謹賀新年、今年も「歴史に学ぶ」ことから、長いトンネルの先の旅情とロマンにひたるゆとり
Date:2015-01-01

明けましておめでとうございます。

2015年が始まった。川端康成の小説「雪国」で「国境の長いトンネルを抜けると雪国であった。夜の底が白くなった」。トンネルが旅情やロマンの予感を漂わせる。

新年、当たり前のように過ぎるが、川端さん流に考えると面白い。トンネル続きの現代、それでも抜け出ることを考えると希望が沸く。
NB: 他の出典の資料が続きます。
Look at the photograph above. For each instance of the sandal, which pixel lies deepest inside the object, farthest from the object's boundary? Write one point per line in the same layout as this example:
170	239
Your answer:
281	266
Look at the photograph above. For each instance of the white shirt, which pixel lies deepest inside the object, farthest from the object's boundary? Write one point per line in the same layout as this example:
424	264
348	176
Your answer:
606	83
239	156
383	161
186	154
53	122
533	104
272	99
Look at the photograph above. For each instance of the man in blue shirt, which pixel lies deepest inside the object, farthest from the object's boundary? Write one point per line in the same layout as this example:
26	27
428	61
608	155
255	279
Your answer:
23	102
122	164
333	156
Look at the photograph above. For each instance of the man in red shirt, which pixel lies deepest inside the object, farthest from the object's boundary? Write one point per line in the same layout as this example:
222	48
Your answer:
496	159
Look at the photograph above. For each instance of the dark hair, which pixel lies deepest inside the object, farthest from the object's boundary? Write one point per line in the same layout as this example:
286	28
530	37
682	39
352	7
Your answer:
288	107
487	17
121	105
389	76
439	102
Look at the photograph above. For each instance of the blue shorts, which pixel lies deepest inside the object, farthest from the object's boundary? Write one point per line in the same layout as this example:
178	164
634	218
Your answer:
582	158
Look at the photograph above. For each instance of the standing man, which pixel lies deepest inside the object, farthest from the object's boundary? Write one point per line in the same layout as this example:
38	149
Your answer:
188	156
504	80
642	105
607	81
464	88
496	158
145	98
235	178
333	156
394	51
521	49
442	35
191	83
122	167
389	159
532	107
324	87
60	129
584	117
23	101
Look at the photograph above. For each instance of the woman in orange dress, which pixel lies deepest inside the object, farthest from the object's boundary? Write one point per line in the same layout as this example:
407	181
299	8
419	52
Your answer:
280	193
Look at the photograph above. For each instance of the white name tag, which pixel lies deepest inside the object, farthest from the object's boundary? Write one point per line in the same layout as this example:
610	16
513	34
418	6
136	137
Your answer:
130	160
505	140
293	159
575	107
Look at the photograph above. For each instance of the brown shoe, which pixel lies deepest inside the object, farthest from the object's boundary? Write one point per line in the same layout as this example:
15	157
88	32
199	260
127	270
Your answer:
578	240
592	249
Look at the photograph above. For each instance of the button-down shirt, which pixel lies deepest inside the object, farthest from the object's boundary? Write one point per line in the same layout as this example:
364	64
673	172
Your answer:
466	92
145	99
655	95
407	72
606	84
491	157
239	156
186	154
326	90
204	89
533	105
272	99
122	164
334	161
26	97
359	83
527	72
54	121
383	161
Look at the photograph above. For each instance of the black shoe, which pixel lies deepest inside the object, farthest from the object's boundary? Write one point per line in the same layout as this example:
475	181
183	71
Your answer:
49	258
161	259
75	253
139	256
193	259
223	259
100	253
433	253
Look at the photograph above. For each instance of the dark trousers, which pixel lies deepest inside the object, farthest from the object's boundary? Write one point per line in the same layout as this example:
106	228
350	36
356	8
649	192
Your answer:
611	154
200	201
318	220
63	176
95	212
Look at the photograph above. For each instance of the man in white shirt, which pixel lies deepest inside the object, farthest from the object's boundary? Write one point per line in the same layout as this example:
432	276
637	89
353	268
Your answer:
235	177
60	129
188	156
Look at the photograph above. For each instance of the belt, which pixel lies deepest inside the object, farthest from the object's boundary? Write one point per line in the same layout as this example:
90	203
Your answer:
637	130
ひとつは北陸新幹線が、どんな影響をおよぼすのか。舞鶴若狭自動車道のように素通り、ストロー現象もあるかもしれない。一方で長野、群馬、埼玉など遠くの存在が近くになる。シャワー効果を呼び寄せる工夫も必要ではないか。

かつてあった「アウトレット構想」、一昨日もかいた「道の駅」と鉄道と港の「金ヶ崎」構想など、どう取り組むか。財政との兼ね合いを考えながらのまちづくりも面白い。

ところで、「歴史に学ぶ」というけれどはるか昔、縄文時代の私たちの祖先に教わることも多いのかもしれない。今年の考古学ニュースを振り返り、縄文前期(約6800~5500年前)、富山市の小竹貝塚では、ロシアから北海道にみられる北方系と、東南アジアから中国南部に多い南方系の人々が、一緒に暮らしていたことがわかったとの報道。それも出土した人骨91体のDNA鑑定により分かったから、これは本物だ。

 この貝塚では近畿、関東、東北で作られる土器や、九州や伊豆諸島以南でしか採取できない貝オオツタノハの腕輪も見つかっている。壮大な人や物の動き、多様な人々が共に暮らす姿を思えば、近隣諸国といがみあい、地方対都会の構図に陥りがちな現代人が小さく思える。

 国境も格差も小さく感じられる。敦賀は交通の要衝。東洋の波止場でもある。長いスパンで息長く、そして粘り強く、まちづくりを考えたい。

今年も「歴史に学ぶ」ことから、長いトンネルの先の旅情とロマンにひたるゆとりがほしい。